Reportedly, Japan, China, and South Korea have set striving targets to place millions of hydrogen-powered vehicles on roads before 2030 at a price of billions of dollars. But till date, hydrogen FCVs (fuel cell vehicles) have been overshadowed by electric vehicles, which are ever more becoming a conventional option owing to the success of Tesla’s luxury cars plus production and sales quotas set by China. The opponents argue that FCVs might never sum up to more than a niche technology. But supporters say that hydrogen is the cleanest source of energy for autos obtainable and that with more refueling infrastructure and time, it will gain acceptance. China—which is the biggest auto market globally with more than 28 Million vehicles sold yearly—is planning for over 1 Million FCVs in service by 2030.

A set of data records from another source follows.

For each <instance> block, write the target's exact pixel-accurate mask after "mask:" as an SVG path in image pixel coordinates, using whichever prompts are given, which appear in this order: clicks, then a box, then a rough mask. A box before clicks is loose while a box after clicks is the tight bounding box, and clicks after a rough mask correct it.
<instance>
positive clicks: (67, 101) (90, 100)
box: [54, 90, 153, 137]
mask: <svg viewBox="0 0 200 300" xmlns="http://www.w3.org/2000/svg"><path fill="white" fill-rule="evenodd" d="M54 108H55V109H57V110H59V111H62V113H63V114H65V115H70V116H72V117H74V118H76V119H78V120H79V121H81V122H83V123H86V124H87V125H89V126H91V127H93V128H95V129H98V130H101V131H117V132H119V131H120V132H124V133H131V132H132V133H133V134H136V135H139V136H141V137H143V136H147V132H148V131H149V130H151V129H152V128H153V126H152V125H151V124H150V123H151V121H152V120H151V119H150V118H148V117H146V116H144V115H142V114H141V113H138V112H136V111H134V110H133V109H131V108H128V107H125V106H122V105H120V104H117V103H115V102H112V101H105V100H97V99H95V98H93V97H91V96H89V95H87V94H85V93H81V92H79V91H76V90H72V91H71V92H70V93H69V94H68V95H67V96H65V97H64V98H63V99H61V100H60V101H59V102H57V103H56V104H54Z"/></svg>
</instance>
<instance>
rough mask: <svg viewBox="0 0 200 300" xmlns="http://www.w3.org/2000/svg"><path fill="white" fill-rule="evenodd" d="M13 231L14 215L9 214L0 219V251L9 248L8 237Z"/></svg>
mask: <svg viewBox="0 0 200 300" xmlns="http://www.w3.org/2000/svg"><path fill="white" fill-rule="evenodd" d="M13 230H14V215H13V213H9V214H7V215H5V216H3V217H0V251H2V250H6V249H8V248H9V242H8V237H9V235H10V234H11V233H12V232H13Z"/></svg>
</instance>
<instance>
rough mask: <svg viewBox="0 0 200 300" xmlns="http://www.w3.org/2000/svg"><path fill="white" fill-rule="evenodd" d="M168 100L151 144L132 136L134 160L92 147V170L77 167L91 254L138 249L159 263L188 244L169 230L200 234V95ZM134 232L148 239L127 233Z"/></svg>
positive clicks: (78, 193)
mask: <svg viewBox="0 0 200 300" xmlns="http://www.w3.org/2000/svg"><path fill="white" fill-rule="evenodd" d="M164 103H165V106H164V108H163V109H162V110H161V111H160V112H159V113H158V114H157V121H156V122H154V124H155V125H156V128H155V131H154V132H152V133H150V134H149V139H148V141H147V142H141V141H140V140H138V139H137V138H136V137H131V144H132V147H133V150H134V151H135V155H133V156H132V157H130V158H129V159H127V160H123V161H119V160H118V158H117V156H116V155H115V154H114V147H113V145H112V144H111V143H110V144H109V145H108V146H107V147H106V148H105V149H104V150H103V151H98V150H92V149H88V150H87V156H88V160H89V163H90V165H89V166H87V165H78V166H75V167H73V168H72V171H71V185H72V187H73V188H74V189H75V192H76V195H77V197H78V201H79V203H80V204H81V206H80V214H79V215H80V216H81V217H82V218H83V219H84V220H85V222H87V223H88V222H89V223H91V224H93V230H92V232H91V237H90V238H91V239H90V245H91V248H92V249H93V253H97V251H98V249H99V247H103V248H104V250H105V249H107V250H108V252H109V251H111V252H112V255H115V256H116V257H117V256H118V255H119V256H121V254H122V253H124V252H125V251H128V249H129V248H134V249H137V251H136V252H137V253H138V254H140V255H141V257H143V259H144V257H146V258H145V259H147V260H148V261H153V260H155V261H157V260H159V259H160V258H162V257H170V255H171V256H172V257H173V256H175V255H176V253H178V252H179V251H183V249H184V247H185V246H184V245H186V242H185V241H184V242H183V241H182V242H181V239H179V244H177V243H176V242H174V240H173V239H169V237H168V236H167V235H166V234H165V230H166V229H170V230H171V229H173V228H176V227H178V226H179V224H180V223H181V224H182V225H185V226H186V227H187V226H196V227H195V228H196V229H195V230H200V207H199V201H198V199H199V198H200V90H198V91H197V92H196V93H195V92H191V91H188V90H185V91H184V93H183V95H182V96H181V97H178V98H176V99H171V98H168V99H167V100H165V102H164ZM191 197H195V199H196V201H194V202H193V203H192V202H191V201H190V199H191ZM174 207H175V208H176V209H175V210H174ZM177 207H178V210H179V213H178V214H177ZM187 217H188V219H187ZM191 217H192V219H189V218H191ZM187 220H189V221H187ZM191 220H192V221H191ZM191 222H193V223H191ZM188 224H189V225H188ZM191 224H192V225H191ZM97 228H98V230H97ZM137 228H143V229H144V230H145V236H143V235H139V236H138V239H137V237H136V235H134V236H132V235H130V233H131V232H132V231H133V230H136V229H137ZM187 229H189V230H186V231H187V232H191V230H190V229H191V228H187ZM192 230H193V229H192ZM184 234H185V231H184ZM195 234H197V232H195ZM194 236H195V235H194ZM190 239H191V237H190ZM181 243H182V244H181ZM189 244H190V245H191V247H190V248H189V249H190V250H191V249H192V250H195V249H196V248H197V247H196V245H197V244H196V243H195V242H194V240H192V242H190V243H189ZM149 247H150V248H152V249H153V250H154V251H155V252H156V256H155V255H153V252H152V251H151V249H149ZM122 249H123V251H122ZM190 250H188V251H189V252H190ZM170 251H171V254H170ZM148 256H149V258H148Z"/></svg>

Japan—which is a market of over 5 Million vehicles yearly—aims to sell more than 800,000 FCVs by that time from present 3,400. South Korea—which has a car market of just one-third size of Japan—has fixed a goal of 850,000 vehicles on the road by the end of next decade. But as of end-2018, less than 900 have been sold. Hydrogen’s supporters point out how clean it is as a source of energy since heat and water are the only side products and how it could be produced from many sources, counting coal, methane, water, and even garbage. Resource-deficit Japan sees hydrogen as a method for greater energy security.
Recently, Tesla was in news as nobody in China prefers used electric vehicle unless it is a Tesla. Almost 5 Years following the market for new electric vehicles commenced in China, a rookie used-car market is growing and around 3.5 Million electric cars already sold, and it seems that Tesla is set to rule it. A Tesla’s end value at 1 Year is over 70% of its original cost, which is far higher than the cost of any Chinese electric vehicle model at the same mark, as per to an August report by a Chinese automobile industry group analyzing leasing and resale.